Carol Bartz, the Yahoo CEO so publicly fired on Tuesday, had the right idea.

She wanted to slim down the company, knew that it couldn’t compete with Google in search and was dealing with a tired board.  But the problems with Yahoo pre-date Carol, and the solution is much more radical than the current board is capable of addressing.

Yahoo requires a revitalized vision and mission that both motivates its staff and inspires its customers. Carol’s inability to deliver either was at the heart of her failure.

As the longest serving General Manager of the largest Yahoo media property, Yahoo! Finance, my experience informs my perspective.  I worked at Yahoo from 2000–2005, during which time I saw the company stumble during the bubble burst, then rebuild into a strong and powerful marketing force before beginning this latest, long stall.
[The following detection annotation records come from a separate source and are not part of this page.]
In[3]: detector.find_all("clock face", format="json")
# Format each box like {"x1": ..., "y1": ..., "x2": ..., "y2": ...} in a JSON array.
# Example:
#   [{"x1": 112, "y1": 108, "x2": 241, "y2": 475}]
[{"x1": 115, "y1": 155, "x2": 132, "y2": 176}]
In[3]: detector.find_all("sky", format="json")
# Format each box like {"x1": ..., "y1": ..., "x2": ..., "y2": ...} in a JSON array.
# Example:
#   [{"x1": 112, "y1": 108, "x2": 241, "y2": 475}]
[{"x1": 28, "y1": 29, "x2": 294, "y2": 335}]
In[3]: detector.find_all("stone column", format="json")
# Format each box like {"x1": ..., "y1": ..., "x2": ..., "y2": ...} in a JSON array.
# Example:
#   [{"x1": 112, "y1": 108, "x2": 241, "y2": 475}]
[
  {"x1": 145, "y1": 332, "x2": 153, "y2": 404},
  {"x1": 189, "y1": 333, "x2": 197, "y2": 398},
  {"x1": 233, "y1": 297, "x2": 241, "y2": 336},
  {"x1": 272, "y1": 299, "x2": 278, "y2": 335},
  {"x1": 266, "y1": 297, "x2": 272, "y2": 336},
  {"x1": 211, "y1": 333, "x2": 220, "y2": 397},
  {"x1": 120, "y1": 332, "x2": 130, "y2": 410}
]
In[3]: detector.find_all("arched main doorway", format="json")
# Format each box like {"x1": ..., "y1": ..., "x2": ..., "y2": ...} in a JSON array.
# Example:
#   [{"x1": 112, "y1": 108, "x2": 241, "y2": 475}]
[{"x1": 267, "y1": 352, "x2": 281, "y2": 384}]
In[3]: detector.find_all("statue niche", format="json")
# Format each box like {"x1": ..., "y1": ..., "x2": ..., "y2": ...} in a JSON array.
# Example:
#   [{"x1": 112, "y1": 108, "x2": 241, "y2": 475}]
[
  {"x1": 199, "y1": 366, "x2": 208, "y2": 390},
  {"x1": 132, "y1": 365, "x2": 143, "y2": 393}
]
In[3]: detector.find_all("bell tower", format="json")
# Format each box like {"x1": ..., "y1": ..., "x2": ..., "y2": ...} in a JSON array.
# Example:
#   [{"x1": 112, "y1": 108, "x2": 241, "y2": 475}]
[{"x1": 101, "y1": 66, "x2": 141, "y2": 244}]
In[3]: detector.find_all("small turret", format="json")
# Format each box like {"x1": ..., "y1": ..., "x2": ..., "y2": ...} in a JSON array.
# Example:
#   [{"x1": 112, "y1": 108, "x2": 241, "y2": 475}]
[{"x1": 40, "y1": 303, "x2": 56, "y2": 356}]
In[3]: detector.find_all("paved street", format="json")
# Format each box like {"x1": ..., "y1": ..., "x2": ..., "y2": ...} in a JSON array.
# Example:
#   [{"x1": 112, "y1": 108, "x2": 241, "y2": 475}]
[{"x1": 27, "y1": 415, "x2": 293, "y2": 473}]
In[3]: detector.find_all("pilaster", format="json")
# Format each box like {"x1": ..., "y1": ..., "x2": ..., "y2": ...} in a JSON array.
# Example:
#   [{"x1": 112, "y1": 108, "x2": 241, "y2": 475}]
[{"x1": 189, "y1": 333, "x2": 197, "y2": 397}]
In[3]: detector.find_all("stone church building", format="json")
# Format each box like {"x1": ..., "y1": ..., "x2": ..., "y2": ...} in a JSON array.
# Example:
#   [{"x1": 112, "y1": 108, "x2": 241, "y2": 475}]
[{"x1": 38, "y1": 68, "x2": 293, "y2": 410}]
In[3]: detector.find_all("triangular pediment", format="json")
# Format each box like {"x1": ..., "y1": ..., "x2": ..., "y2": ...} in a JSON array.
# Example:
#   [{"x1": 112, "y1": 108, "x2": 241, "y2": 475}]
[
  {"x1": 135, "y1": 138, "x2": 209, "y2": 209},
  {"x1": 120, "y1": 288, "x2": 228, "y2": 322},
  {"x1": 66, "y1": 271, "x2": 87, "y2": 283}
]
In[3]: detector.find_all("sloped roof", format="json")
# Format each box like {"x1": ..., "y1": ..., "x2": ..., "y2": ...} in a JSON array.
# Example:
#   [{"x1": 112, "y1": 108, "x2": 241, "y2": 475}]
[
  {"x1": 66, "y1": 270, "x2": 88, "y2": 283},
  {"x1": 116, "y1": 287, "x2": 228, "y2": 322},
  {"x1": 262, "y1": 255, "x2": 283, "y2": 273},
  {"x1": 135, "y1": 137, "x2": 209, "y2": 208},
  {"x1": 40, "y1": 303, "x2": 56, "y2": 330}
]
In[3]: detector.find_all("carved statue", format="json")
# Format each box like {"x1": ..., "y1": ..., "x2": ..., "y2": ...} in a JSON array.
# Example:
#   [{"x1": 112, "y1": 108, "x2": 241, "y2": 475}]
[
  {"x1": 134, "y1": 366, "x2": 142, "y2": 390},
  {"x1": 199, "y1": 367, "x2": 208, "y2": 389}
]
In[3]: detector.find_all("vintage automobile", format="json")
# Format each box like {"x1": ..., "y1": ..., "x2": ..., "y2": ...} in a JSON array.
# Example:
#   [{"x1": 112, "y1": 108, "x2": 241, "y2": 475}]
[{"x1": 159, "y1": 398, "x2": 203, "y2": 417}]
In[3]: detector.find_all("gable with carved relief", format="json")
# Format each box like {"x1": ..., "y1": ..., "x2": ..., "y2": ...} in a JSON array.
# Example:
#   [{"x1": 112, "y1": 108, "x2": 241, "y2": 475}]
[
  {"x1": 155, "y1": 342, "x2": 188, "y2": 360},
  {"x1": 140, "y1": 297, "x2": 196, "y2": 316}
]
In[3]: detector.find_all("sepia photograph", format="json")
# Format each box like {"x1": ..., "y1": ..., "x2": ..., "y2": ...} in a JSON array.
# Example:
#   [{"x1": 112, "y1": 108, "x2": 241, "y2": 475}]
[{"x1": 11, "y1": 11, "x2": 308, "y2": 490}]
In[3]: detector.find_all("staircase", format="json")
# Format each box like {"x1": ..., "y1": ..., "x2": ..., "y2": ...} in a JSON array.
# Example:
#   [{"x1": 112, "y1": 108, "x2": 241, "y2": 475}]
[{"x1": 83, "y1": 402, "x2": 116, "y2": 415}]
The path forward for Yahoo is not going to be painless but here are three smart and decisive moves that need to be taken to preserve shareholder value and customer loyalty. They are Porkchop, Pare Down and Find Humility.

1) Porkchop

First, sell off the following assets: Asian Assets, Yahoo! Finance and Yahoo! Sports.

The Asian Asset sale is a no-brainer and one that has been suggested before.  Yahoo! Finance is in desperate need of a new owner: the staff is two times what it was in 2005, while revenue is only one and a quarter times, six years later.

It is still one of the most popular financial sites yet there has been no major launch, redesign or innovation on Yahoo! Finance in six years. Yahoo! Finance would be a valuable asset for Bloomberg to acquire as a feeder site for paid services while they would both benefit from a fit of innovation.

2) Pare Down

What are all those 14,000 people doing?  I have a few simple formulas for undertaking a reduction of 7,000 employees.

  • Anyone arriving after 9 a.m. and leaving before 5 p.m. more than once a week: OUT
  • Anyone spending more time with the baristas than at their desk, meeting with people from areas of the company that have nothing to do with their business: OUT
  • Anyone not replying to email within 24 hours 90% of the time: OUT
  • Anyone working from home more than one day a week, let them start looking for a job. WFHs: OUT
  • Anyone meeting to “talk about doing” rather than doing, or trying to graft onto a VP, SVP, EVP meeting for airtime more than once a day: OUT

From my observation, the above rules might get you down to 5,000 people which would be even better than my target of 7,000. The 5,000 people left were doing the work anyway, now at least they’ll get the credit!

3) Find Humility

Yahoo’s first CEO, Tim Koogle, always told employees to check their ego at the door. It worked.

Yahoo has had a series of ego-driven leaders more focused on themselves, their compensation, their positioning and PR for the last decade.

The company should focus on great products, innovation, disruption and consumers rather than watching executives publically take pot-shots at one another; scream about moving a Finance business to L.A. and distract the media by talking about the f-bomb.  The ego-maniacs being thrown about as saviors are stuffed suits and careerists who have spent more time jumping about for their own benefit rather than what matters, which are the consumers and the products.

Yahoo desperately needs to get back to basics like Friday morning product smack-downs, engineering-led innovation and using their own products with pride. The $16 billion challenge for any new leader is to create a leaner company with a fresh agenda—but in the meantime, these urgent triage measures are required.

While there’s still time.

The above views are the personal opinions of the author and do not reflect those of the Gilt Groupe or its partners.